When you have ADHD, you have busyness all the time.
And I know busyness.
And I know ADHD.
And I know that it is both my blessing to be busy all the time, and my downfall.
When I’m not well …
When I’m sick, I hate not being able to keep busy.
Recently I’ve been having breathing issues. I’ve been feeling like I can’t breath deeply enough, and like I don’t have the energy to.
Physical energy that is.
Mental energy I still have.
In fact, that’s where a big part of my problem lies.
My problem is
My mind is full of energy, but a big part of what it does is to think up things I could be doing. Multiple things. Conflicting things. Mutually exclusive things.

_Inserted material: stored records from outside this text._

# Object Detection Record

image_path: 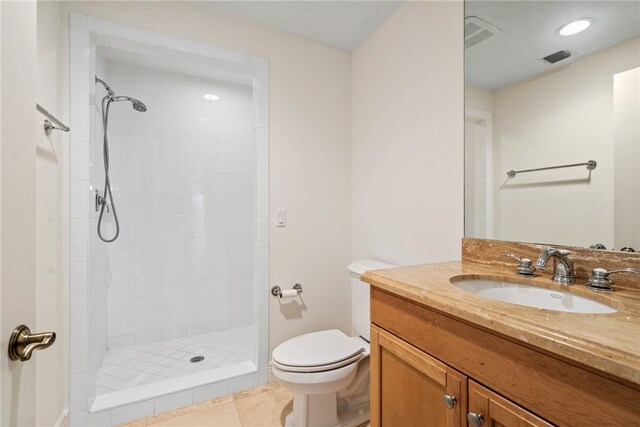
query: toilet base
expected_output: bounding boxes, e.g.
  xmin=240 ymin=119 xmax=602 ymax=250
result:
xmin=285 ymin=387 xmax=369 ymax=427
xmin=284 ymin=394 xmax=370 ymax=427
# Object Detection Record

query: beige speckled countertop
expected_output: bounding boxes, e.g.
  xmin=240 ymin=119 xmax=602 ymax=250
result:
xmin=363 ymin=261 xmax=640 ymax=388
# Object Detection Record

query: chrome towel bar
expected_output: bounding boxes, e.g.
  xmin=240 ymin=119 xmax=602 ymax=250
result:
xmin=507 ymin=160 xmax=598 ymax=178
xmin=36 ymin=103 xmax=69 ymax=136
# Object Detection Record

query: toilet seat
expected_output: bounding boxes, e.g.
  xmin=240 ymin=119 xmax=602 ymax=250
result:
xmin=272 ymin=329 xmax=365 ymax=372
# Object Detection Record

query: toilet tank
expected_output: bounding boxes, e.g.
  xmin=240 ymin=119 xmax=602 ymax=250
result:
xmin=347 ymin=259 xmax=397 ymax=341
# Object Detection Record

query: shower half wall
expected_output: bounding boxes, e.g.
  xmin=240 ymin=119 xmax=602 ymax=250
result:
xmin=70 ymin=14 xmax=268 ymax=425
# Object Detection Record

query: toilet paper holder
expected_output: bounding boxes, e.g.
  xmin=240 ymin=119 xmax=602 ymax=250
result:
xmin=271 ymin=283 xmax=302 ymax=298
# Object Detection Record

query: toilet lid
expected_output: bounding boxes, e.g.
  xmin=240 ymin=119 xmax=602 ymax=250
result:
xmin=272 ymin=329 xmax=364 ymax=370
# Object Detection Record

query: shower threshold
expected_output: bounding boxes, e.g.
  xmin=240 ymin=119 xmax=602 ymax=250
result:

And when I’m not well, my body says, “No!”
Well, sometimes it says, ” … okay, fine.” and I do the things and then I regret it because it does me no physical good. Sometimes it even does me harm.
Don’t get me wrong, now
I love being busy. I hate being not busy. I love that I do not know what it is like to have nothing to do.
And quite frankly, I love that I will get up from my sick bed and do things while people who care about me tell me to lie down and look after myself and that they would do for me whatever I need done.
And it is usually only in health that I am able to formulate into words the concept that what I need done is to be busy.
I also love this …
I love that people worry about me and care for me.
But it does bother me that I have to be taken care of sometimes.
And that just adds pressure to my need to be busy.
I admit it
I will admit that I am getting better at being mentally busy while I let my body heal, but as I get older, I’m also spending some of my mental “busy” time worrying about my needing to heal more and more.
I guess this is what getting older is about, and I suppose I have no choice but to accept it.
But I sure as hell don’t have to like it, do I?
And as I look to the future …
I see myself lying in bed, portable temporary wiring trailer light sets (it’s a thing, don’t ask) or doing IT work and writing in my pajamas.
And I see myself relinquishing dreams I’ve had for years.
Though I’ve already given up on a few of those.
Lost dreams like …
I no longer feel that it’s feasible for me to harbor a desire to ride across the country … or even across the county these days.
I am pretty sure I’m not going to take up competitive swimming in this life, or competitive running, or competitive tennis, hockey, golf, lawn mowing …
I’m also thinking that I am less likely to build my own off the grid, self sustaining, carbon neutral, natural material house if I don’t start really soon.
But I’m pretty sure I’ll stay busy for the rest of my life, even if it’s just busy thinking of all the things I never got around to doing.